Harmony provides a helper that sets up the Druid indexing job for you (db/druid/indexing/scripts/run_indexing.py).

Here's an example pipeline invocation that indexes the data outputs of your pipeline:

#!/bin/bash -eu
set -o pipefail

"${PIPELINE_SRC_ROOT}/db/druid/indexing/scripts/run_indexing.py" \
  --data_files='/home/share/data/brazil/*/current/processed_rows.*' \
  --output_task_id_file="${PIPELINE_TMP_DIR}/task_id" \
  --min_data_date='1970-01-01'

Deployment configuration

We refer to Harmony setups as "deployments". Each deployment has its own databases, data sources, and is hosted separately.

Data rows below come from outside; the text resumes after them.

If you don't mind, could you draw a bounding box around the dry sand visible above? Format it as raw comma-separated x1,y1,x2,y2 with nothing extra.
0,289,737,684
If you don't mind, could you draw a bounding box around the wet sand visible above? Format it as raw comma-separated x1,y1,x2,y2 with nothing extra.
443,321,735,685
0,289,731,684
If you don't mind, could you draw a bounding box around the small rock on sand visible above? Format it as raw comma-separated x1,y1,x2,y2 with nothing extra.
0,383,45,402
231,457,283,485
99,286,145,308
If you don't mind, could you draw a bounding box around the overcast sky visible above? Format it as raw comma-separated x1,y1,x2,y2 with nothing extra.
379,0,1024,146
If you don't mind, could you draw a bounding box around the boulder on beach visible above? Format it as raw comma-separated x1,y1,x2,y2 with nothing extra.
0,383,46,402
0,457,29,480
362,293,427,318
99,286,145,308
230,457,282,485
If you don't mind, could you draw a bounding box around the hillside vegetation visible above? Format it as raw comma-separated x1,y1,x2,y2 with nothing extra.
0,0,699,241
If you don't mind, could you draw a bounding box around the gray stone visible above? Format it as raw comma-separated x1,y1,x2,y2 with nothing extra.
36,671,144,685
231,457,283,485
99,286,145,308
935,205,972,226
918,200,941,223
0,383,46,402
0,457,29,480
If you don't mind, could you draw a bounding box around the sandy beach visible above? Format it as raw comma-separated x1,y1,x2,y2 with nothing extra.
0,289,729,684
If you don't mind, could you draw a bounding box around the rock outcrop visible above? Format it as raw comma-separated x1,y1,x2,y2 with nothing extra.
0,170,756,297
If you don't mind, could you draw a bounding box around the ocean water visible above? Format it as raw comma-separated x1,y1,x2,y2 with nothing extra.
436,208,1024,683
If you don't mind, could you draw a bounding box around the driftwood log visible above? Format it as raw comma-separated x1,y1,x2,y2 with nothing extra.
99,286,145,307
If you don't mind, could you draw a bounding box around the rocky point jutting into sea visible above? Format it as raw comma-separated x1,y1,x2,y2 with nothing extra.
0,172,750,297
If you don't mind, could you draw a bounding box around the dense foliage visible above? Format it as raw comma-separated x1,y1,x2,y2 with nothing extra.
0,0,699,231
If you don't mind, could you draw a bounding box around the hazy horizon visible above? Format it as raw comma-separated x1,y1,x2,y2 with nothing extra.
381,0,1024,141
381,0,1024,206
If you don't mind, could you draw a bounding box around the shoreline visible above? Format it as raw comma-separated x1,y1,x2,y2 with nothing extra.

The next step in setting up Harmony is to configure its deployment. Configurations are created in the config/ directory. There is a basic configuration in the config/template. Usually configuration directories are named after two or three-letter country codes. In order to run the web server, you'll need to create your own configuration directory.

Choosing a configuration

When you run a script or the web server, select a configuration by setting the ZEN_ENV environmental variable. This environmental variable maps directly to folder names in config/, and will cause the config module to export the contents of that particular configuration.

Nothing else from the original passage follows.